# Tivo not recording properly..."All with duplicates" problem



## Clark Kent (May 1, 2007)

Hey all,

I have an old-school Tivo and have run into probs lately recording shows for my wife. I set up the Tivo to record only new shows, but Tivo will ignore the show when it's on, and when I look in the recording history, it says, "This episode will not be recorded because the same episode appears in the now playing list or the to do list within 28 days of this broadcast. In recording options, change show type to all with duplicates if you want to recorded each time it airs." 

I don't understand this because a new show would only air once, and I do not want to fill the tivo with repeats of every episode. Can anyone shed some light for me? Thanks!


----------



## spanishannouncetable (Apr 23, 2002)

It would help to know what show you're trying to record, what channel it's on, and what "old school TiVo" model you have.


----------



## Clark Kent (May 1, 2007)

I checked the Tivo and it's a Series 2 SD DVR 40. If that's the wrong info, please let me know.

As for the shows, it happens a lot, mostly with the basic cable shows that have one original broadcast...and then repeat a dozen times. For example, on Bravo, I try to record, "Tim Gunn's Guide to Style" on Thursday nights at 10. Season Pass, every new episode. But Tivo does not register the new episodes. And when you look to see why it ignores the recording, the duplicate message appears.

This has also happened for other shows on basic cable like Design Star, What Not to Wear and 4400.


----------



## spanishannouncetable (Apr 23, 2002)

My SP for "The 4400" is set to record First-run only and has had no problems since the show debuted 4 years ago. I use a Samsung 80 hr. Series 2 DirecTiVo.

If you're using First-run only, the TiVo is "seeing" these shows as repeats for some reason. If these shows air reliably at the same time every day or week, a repeating Manual Recording SP (like the one I set-up for The Daily Show, with its notoriously bad guide data) may be your best bet


----------



## Clark Kent (May 1, 2007)

I guess that's a way to solve the problem, but it doesn't answer the question. Why does it happen?


----------



## spanishannouncetable (Apr 23, 2002)

There is hidden data in the guide info that TiVo software looks for when sorting and scheduling programs. If this data is incorrect (flagged as "not a new show") TiVo has no way of knowing that it's bad and indexes it accordingly. If there's no specific episode data TiVo treats it as a new show by default and schedules it to be on the safe side.

Mishandled guide data from the channel itself or Tribune is usually the culprit.

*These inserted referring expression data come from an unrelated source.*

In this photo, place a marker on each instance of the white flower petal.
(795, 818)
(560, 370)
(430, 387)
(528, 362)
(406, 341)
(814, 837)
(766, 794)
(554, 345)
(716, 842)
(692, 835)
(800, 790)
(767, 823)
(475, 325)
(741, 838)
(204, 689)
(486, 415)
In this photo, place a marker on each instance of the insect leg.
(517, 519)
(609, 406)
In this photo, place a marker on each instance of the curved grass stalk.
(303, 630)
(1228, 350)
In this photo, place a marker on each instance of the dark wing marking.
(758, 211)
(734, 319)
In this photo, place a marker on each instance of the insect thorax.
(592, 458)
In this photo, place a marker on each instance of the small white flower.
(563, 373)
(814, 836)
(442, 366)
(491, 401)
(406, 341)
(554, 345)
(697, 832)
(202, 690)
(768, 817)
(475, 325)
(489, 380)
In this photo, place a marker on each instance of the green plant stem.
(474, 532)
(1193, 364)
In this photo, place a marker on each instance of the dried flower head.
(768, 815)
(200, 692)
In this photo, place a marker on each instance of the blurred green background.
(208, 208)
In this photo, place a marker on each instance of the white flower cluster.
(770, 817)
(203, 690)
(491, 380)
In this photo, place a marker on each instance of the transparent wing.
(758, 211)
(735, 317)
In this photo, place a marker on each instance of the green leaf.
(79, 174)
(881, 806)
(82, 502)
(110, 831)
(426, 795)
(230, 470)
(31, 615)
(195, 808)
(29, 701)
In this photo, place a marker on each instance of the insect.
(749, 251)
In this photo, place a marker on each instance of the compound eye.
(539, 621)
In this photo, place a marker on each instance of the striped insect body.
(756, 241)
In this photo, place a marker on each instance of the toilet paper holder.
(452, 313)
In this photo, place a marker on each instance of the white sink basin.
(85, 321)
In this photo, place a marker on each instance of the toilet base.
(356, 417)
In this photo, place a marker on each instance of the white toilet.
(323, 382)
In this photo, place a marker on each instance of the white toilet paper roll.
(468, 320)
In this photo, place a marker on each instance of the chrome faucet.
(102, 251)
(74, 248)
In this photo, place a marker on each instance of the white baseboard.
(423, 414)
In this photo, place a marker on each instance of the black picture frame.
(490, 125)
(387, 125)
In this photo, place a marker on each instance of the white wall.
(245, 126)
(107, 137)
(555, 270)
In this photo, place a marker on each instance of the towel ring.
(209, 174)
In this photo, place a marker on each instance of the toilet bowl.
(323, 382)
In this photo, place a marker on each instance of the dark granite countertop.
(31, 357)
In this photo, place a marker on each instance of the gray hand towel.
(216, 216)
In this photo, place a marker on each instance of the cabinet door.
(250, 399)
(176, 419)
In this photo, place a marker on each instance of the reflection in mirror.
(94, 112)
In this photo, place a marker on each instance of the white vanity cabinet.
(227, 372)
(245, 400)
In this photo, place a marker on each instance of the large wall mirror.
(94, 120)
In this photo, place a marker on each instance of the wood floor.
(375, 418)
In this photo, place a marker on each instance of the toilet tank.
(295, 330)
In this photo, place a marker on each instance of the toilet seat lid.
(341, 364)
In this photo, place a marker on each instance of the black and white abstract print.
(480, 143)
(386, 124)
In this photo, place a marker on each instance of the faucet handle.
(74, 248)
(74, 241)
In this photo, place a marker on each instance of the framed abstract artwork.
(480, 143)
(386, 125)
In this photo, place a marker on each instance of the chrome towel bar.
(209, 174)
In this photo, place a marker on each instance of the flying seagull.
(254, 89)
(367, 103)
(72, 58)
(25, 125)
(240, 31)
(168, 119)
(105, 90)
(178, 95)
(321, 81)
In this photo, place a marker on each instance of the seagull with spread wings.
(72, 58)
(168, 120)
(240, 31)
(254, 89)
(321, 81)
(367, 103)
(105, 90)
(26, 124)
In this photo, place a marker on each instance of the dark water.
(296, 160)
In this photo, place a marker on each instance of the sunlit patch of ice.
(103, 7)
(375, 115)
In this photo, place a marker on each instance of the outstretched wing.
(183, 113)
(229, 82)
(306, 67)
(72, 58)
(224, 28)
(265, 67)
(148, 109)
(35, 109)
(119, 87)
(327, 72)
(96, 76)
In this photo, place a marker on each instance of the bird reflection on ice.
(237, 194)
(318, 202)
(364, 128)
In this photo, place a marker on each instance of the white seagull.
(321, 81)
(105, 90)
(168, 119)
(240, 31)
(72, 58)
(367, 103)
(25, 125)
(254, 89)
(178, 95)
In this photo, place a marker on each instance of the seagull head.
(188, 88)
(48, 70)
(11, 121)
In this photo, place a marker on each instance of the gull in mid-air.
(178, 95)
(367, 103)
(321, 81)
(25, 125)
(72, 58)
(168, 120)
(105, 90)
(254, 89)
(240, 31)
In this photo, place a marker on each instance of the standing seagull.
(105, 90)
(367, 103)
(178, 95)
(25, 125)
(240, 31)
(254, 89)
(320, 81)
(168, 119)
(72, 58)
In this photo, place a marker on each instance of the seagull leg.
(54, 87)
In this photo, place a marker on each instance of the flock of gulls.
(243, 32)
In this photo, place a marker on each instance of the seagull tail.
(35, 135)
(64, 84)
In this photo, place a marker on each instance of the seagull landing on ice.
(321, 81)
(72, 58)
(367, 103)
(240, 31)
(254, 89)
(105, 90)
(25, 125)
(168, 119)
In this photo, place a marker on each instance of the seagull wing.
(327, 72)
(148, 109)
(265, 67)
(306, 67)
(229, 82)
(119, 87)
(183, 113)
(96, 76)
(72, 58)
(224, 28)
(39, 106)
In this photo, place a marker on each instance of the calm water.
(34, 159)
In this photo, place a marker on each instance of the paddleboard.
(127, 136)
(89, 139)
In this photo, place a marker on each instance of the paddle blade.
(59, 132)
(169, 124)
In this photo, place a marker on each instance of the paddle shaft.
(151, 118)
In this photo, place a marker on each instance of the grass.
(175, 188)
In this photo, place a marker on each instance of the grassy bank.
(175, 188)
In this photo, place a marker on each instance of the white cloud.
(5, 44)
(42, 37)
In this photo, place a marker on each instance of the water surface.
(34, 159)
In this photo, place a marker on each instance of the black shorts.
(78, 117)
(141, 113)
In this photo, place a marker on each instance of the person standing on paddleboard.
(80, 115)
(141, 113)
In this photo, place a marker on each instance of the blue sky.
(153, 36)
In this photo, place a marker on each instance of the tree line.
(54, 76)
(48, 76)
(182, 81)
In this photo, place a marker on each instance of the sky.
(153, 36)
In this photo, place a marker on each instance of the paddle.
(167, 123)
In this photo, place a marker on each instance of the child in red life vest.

TiVo can only sort what it gets : Garbage In = Garbage Out. You could try clearing all the guide data from the hard drive then having it download and rebuild your To Do list from scratch, but this would take a while and if the data is still wrong TiVo wouldn't know it. You could also let it schedule multiple recordings then manually delete all the unwanted recordings from the To Do list in advance.


----------



## Clark Kent (May 1, 2007)

Thanks for that. Only trouble there is that it might jam up the memory. I might have to go with your manual recording option.


----------